Oh well. It wasn't her place to tell the school how to handle its affairs.

"The Sacred Twenty-Eight are supposedly the last remaining pureblood families without an ounce of muggle blood in them," George said. "According to The Pure-Blood Directory."

"Is that a book?" Hermione asked.

"It passes as one, at least," Fred said. "It's nothing but pureblood propaganda."

"Bill, our oldest brother, he says it's what purebloods go to when they want to find the relative farthest from them on the family tree – "

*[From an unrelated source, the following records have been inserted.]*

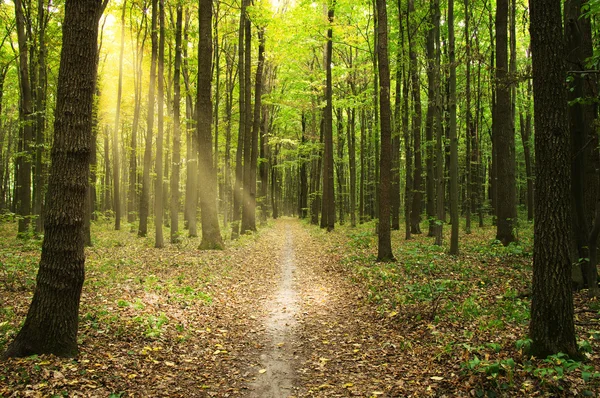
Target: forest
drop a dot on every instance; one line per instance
(294, 198)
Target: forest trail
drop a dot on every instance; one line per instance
(276, 378)
(281, 313)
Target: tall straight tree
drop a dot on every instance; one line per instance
(26, 118)
(116, 168)
(504, 140)
(452, 133)
(258, 86)
(211, 233)
(328, 202)
(146, 182)
(552, 326)
(40, 110)
(415, 214)
(578, 35)
(176, 160)
(239, 170)
(158, 186)
(245, 225)
(52, 319)
(384, 248)
(430, 125)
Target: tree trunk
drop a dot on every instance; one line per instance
(504, 140)
(38, 196)
(585, 188)
(158, 185)
(52, 319)
(176, 160)
(211, 233)
(415, 214)
(26, 117)
(238, 195)
(470, 132)
(146, 182)
(328, 205)
(551, 327)
(453, 136)
(352, 163)
(256, 126)
(429, 127)
(384, 252)
(439, 149)
(115, 138)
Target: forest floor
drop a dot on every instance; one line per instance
(293, 311)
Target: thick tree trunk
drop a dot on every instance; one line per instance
(551, 327)
(52, 320)
(211, 233)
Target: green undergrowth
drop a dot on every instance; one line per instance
(471, 309)
(131, 290)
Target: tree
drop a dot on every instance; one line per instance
(551, 327)
(384, 252)
(453, 136)
(146, 182)
(211, 233)
(158, 186)
(26, 117)
(176, 160)
(504, 140)
(52, 319)
(328, 198)
(116, 177)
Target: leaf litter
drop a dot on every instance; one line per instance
(182, 322)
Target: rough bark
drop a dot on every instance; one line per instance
(52, 319)
(551, 327)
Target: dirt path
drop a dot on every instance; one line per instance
(276, 377)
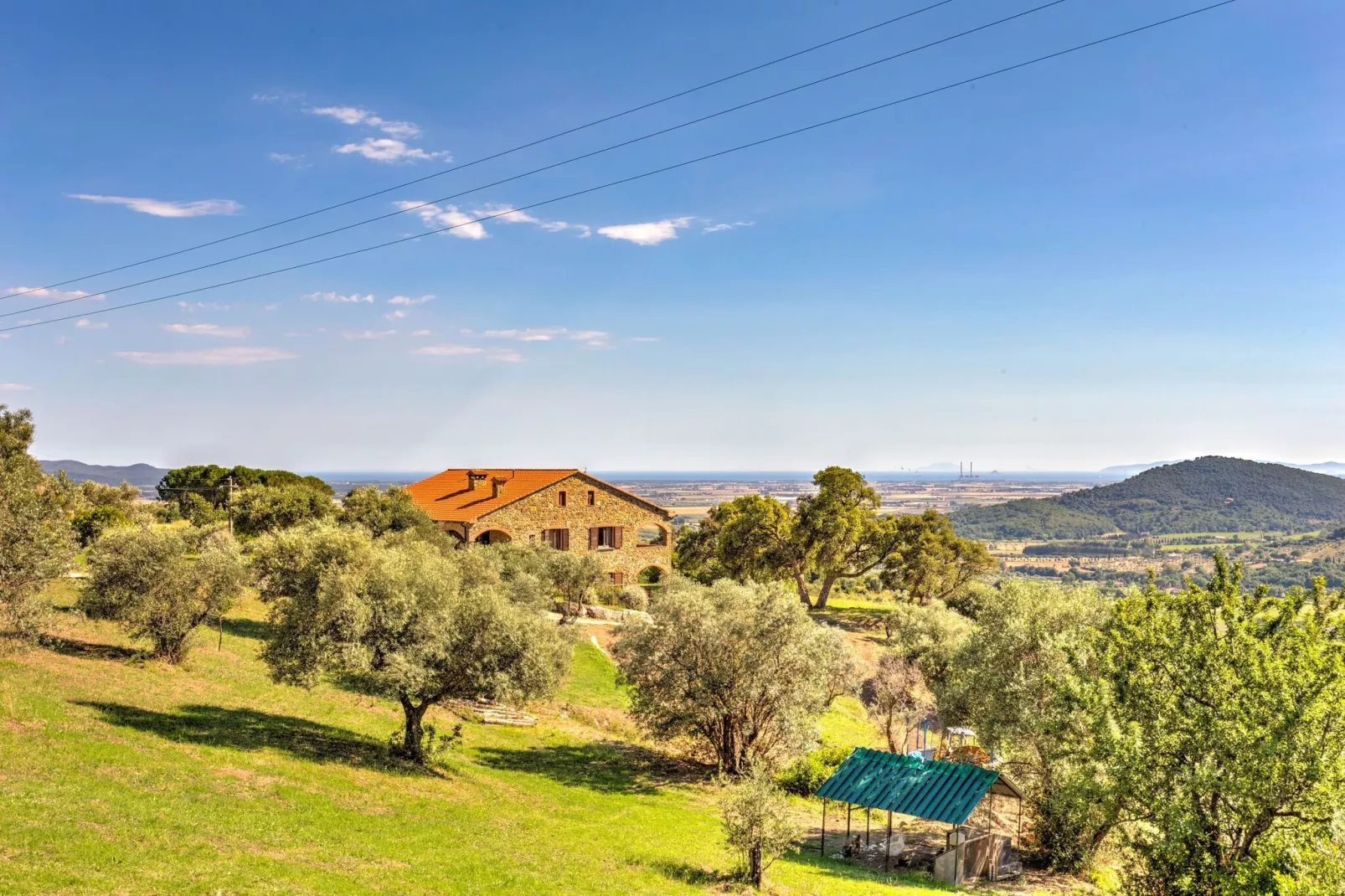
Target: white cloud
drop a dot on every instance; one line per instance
(44, 292)
(464, 226)
(728, 226)
(448, 350)
(532, 334)
(354, 115)
(389, 150)
(229, 355)
(337, 296)
(164, 209)
(647, 234)
(209, 330)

"In order to marry them," Fred finished for George.

"Ew," Hermione grumbled. The fact that anyone could twist their mind around the concept of inbreeding as not only a reasonable practice but also something to be proud of was…well, sickening. That they were so desperate not to consort with muggles and muggle-borns (and even seemed to hold them in a high amount of contempt) that marrying their fourth and fifth cousins was the chosen alternative left her to wonder what sort of society she was really joining up with. Especially if these same twenty-eight families were apparently quite influential and able throw their gold around to steer the political climate.

"Yeah, ew," a voice on Hermione's other side said, and she jumped before turning to see the blonde girl, Daphne Greengrass, staring at her with a matter-of-fact expression, like she'd been part of this conversation the whole time. "Hiya. Daphne."

"Hermione," Hermione responded automatically.

"Fred."

"George."

"Charmed," Daphne said.

"Neville Longbottom!" Professor McGonagall called.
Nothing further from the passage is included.